You’ve probably been asked this question a million times. By your clients, at the gym, by your cab driver and even at bars & restaurants. But what answer do you give them?

Do you just give them your job title? Do you try and describe your job role?

Is your answer consistent every single time? Or do you tailor each answer according to the person who asks you?

At KPI, we believe when you get asked the question “What do you do?”, your pitch is the ONLY answer.

Pitching is your ability to clearly communicate your message in a way that enrols and influences people towards your ideas. It’s a vitally important strength for any leader or entrepreneur. If you have something of great value to offer but no one can understand it, you’re stuck.

When you know the foundations of your pitch, life and business gets easier. With strong foundations in place, you can easily give a talk, write a brochure, create a new product, author a book, record a video or do a deal.

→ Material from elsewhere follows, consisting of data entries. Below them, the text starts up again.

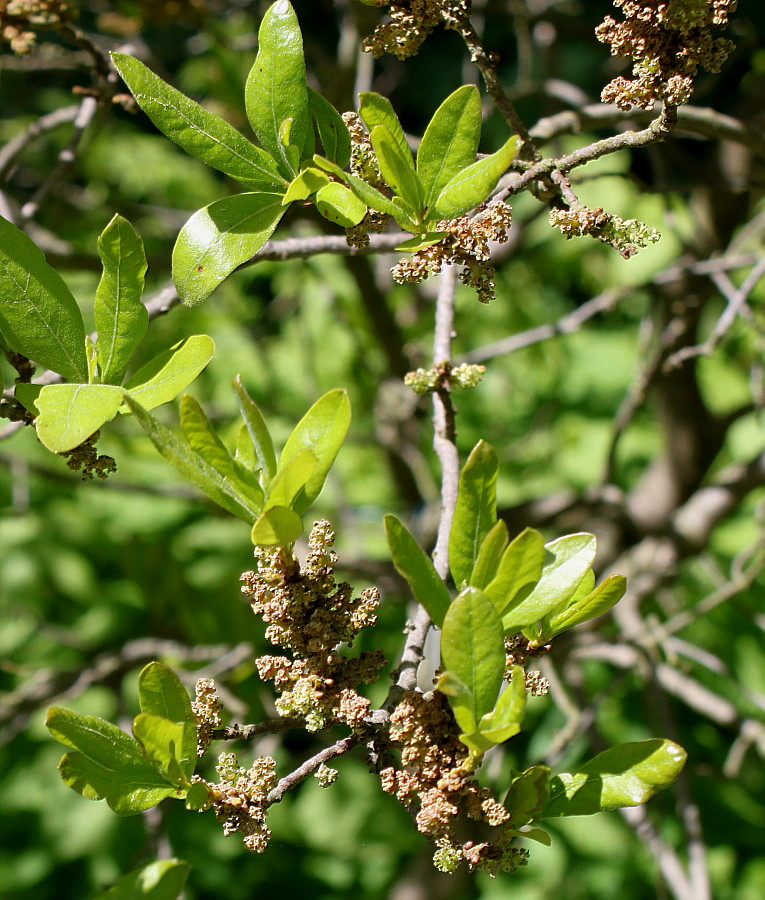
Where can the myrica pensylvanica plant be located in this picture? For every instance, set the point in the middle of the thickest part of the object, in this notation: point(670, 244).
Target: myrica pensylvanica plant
point(502, 602)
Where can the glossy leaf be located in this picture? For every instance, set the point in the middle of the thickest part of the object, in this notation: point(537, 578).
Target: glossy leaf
point(595, 604)
point(257, 429)
point(162, 379)
point(450, 142)
point(70, 413)
point(625, 775)
point(108, 764)
point(276, 88)
point(303, 185)
point(473, 185)
point(489, 556)
point(567, 561)
point(161, 693)
point(416, 567)
point(219, 238)
point(278, 526)
point(376, 110)
point(160, 880)
point(39, 317)
point(192, 466)
point(121, 318)
point(340, 205)
point(196, 130)
point(520, 567)
point(528, 795)
point(397, 168)
point(473, 649)
point(333, 134)
point(322, 430)
point(475, 512)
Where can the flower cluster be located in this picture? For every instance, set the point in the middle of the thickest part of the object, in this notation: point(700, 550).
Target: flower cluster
point(437, 780)
point(625, 235)
point(423, 380)
point(310, 614)
point(240, 798)
point(17, 17)
point(207, 709)
point(466, 244)
point(411, 21)
point(668, 42)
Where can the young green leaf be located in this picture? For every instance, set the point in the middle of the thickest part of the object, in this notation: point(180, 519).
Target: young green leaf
point(219, 238)
point(472, 185)
point(625, 775)
point(160, 880)
point(567, 561)
point(164, 377)
point(489, 556)
point(39, 317)
point(339, 205)
point(519, 568)
point(193, 467)
point(257, 429)
point(473, 648)
point(322, 430)
point(108, 764)
point(278, 526)
point(70, 413)
point(198, 131)
point(475, 512)
point(450, 142)
point(376, 110)
point(415, 566)
point(397, 168)
point(332, 131)
point(121, 318)
point(276, 88)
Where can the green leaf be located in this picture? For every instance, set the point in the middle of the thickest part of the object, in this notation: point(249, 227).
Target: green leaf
point(192, 466)
point(504, 721)
point(340, 205)
point(161, 693)
point(567, 561)
point(162, 743)
point(276, 88)
point(520, 567)
point(332, 131)
point(528, 795)
point(196, 130)
point(472, 185)
point(415, 566)
point(626, 775)
point(39, 317)
point(278, 526)
point(304, 184)
point(376, 110)
point(450, 142)
point(256, 426)
point(291, 479)
point(322, 430)
point(475, 512)
point(396, 168)
point(605, 596)
point(160, 880)
point(108, 764)
point(121, 317)
point(489, 556)
point(70, 413)
point(473, 648)
point(162, 379)
point(219, 238)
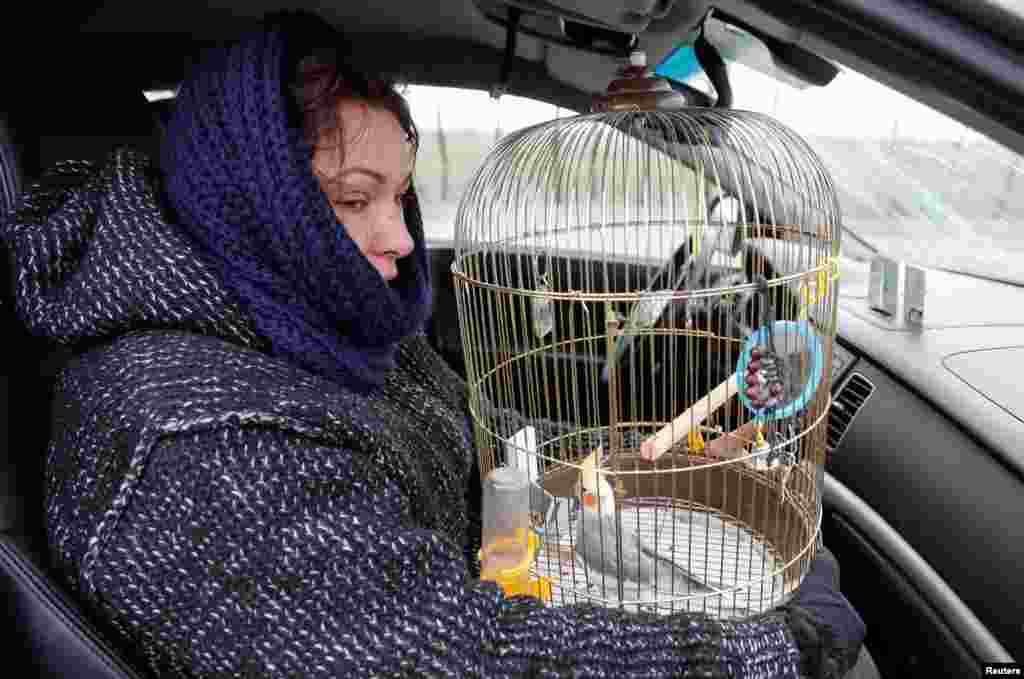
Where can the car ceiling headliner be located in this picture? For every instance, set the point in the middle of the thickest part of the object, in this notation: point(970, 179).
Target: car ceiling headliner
point(451, 42)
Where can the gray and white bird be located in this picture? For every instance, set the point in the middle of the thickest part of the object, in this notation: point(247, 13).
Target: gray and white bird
point(603, 548)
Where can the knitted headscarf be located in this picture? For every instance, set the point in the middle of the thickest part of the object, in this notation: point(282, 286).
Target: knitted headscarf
point(240, 176)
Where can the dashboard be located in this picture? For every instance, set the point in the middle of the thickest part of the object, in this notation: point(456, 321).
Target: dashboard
point(935, 450)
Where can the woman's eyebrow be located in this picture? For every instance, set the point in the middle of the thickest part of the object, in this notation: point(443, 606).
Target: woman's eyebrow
point(373, 174)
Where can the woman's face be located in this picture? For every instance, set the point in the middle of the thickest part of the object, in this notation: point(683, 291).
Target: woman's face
point(369, 191)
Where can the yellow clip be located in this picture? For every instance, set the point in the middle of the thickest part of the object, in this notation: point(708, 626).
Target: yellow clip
point(516, 581)
point(759, 439)
point(820, 285)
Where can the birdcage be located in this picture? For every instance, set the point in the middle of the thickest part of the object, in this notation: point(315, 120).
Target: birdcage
point(647, 305)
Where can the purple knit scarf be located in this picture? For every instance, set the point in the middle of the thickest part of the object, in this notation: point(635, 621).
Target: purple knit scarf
point(240, 177)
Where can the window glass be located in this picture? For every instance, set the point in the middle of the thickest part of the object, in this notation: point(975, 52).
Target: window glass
point(458, 128)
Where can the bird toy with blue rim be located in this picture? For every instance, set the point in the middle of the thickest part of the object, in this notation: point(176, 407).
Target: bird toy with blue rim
point(777, 375)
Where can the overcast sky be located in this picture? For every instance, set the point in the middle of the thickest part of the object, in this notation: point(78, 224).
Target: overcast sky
point(852, 105)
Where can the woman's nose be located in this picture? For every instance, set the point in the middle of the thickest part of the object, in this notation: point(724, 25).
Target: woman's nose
point(394, 237)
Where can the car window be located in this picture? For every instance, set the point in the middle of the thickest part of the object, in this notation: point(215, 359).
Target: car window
point(458, 128)
point(912, 182)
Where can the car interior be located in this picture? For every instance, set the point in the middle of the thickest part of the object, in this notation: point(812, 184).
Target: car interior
point(924, 496)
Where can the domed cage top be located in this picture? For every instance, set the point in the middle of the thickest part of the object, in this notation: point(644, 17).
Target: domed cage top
point(659, 287)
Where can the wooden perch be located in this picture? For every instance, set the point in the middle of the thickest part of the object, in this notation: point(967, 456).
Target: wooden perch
point(678, 429)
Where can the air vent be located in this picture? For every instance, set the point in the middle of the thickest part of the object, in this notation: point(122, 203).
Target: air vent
point(846, 405)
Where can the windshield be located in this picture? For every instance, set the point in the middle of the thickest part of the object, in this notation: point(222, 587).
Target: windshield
point(912, 182)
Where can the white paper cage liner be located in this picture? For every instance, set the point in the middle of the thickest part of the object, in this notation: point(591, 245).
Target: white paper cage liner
point(743, 569)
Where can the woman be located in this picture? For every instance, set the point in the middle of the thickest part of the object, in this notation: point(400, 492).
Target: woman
point(260, 468)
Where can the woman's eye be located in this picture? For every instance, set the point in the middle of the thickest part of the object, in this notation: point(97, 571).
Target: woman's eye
point(352, 204)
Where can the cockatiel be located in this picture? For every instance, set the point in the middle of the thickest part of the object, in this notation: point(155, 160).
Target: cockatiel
point(597, 545)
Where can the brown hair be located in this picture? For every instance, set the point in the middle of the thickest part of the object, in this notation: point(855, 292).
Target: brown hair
point(323, 82)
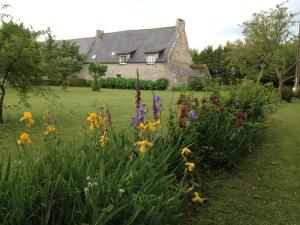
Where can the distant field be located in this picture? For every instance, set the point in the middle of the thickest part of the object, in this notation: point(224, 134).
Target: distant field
point(70, 109)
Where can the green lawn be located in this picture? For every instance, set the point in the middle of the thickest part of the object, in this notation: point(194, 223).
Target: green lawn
point(70, 109)
point(266, 188)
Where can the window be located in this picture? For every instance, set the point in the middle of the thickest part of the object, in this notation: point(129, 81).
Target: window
point(122, 59)
point(150, 59)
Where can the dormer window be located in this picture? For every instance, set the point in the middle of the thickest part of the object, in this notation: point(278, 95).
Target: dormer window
point(122, 59)
point(151, 58)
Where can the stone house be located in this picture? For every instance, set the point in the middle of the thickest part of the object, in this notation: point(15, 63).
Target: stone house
point(157, 53)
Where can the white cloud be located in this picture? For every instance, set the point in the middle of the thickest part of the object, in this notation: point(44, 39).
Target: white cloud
point(207, 22)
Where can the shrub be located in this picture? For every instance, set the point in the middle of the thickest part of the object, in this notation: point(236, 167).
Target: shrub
point(78, 83)
point(52, 82)
point(124, 83)
point(196, 84)
point(95, 85)
point(220, 135)
point(82, 182)
point(253, 99)
point(180, 87)
point(161, 84)
point(287, 94)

The most important next step is using these foundations in a logical order to share your ideas with others in a way that allows them to follow your vision. Let’s look at the steps to structuring a game changing pitch.

Be clear and credible.

Your pitch must be clear to your audience. They need to understand who you are and why you are worth listening to. You might state something that reinforces yourself or you might be introduced by a respected friend. If the person doesn’t think you’re credible in the first few seconds, then you’ve already lost their interest.

Articulate the problem.

People don’t buy anything unless it solves a problem. They might not describe it that way; they might say they have a need, a want or a desire. The deeper truth is they only buy things that fix an unmet need.

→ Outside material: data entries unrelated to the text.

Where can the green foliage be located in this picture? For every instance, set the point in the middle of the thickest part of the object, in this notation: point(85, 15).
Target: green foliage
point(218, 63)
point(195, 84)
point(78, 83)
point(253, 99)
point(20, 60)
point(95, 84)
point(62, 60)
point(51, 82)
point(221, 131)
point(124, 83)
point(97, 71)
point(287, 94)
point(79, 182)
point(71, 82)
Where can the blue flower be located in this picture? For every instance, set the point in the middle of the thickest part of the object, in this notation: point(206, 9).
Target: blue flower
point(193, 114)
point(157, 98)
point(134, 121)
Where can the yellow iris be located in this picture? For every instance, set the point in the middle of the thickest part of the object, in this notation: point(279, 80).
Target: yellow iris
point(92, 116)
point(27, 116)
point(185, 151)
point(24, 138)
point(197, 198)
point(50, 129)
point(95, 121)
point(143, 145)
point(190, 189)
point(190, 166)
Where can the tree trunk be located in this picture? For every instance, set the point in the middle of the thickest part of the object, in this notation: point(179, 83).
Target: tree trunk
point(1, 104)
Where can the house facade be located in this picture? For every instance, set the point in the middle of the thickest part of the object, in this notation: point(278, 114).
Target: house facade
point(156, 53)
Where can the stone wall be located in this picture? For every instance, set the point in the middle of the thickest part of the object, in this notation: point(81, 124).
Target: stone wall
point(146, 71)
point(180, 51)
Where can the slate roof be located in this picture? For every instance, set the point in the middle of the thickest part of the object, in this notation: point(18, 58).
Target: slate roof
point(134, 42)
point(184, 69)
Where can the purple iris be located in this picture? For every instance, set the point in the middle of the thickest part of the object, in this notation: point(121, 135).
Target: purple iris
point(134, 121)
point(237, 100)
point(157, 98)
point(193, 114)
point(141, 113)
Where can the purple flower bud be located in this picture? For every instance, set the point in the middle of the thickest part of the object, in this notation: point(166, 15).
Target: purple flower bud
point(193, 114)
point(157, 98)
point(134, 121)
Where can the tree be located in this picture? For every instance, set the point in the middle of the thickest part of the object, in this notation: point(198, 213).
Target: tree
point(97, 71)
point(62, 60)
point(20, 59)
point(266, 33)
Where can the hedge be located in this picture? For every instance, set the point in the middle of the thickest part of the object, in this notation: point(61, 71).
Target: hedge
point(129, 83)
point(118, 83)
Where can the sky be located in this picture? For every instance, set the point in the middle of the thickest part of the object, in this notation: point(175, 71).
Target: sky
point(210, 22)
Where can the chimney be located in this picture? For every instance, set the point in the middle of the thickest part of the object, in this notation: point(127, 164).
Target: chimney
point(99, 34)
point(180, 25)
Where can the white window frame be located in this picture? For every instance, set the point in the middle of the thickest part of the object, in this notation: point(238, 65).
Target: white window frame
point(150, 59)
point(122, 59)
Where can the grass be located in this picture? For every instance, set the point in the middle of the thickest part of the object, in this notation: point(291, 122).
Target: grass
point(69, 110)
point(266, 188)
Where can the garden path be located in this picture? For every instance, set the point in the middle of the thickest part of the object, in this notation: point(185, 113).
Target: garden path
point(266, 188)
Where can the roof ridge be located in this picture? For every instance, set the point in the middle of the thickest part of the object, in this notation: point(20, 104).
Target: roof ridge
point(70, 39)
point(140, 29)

There is no value in coming up with an idea that doesn’t solve a problem in a better way than is currently available. There’s no point pitching an idea unless you understand what the problem is that you’re able to resolve.

The impact of the problem.

You need to get across that the problem impacts more areas of life than one might first think. You need to project forward into the future and stipulate what can arise if this problem isn’t dealt with. For your pitch to have real power and value for others, they need to see your idea is inspired by a genuine insight.

Problems can be backed up with any insights you have, such as, a customer insight – you might have experienced terrible service as a customer and you go about solving this problem.

A technology insight – you’ve spotted a way to use or create technology that solves a real problem or offers a brand new benefit to people. An industry insight – you know your niche so well that you’ve been able to figure out how things should be done better, faster, cheaper and more consistently.

Give the solution to the problem and back it up.

Suggest that you have a way of solving this problem and share your ideas freely. Educate people on the key insight you have for making sure this problem is solved properly.

For example, a dentist would talk about creating the perfect smile, removing people from pain or extending the life of youthful, clean teeth. I recommend you have three core benefits that others will experience as a result of working with you.

You need to also back this solution up with some proof that it’s a good idea. You can maybe have a highly respected person vouch for you or provide some statistics on a case that adds weight to what you’re saying.

Ask for what you want. (And don’t be shy).

Finally, be specific, be bold and be clear about what you want and why. Once people know why you want to do something and what it will do for others, they will start to follow your vision.

Leave people uplifted.

Never finish a pitch on a flat note. You want to finish with a story, an idea or a vision for the future that gets people excited. People don’t often remember everything you said but they will surely remember the way you left them feeling.

Use this structure to write out a pitch and rehearse it. It might seem a little too structured at first; however, with practice you will develop so much clarity in your own mind that you will be able to talk about your idea naturally and still hit these bases in the right order.

If your pitch sounds too rehearsed, you haven’t rehearsed it enough.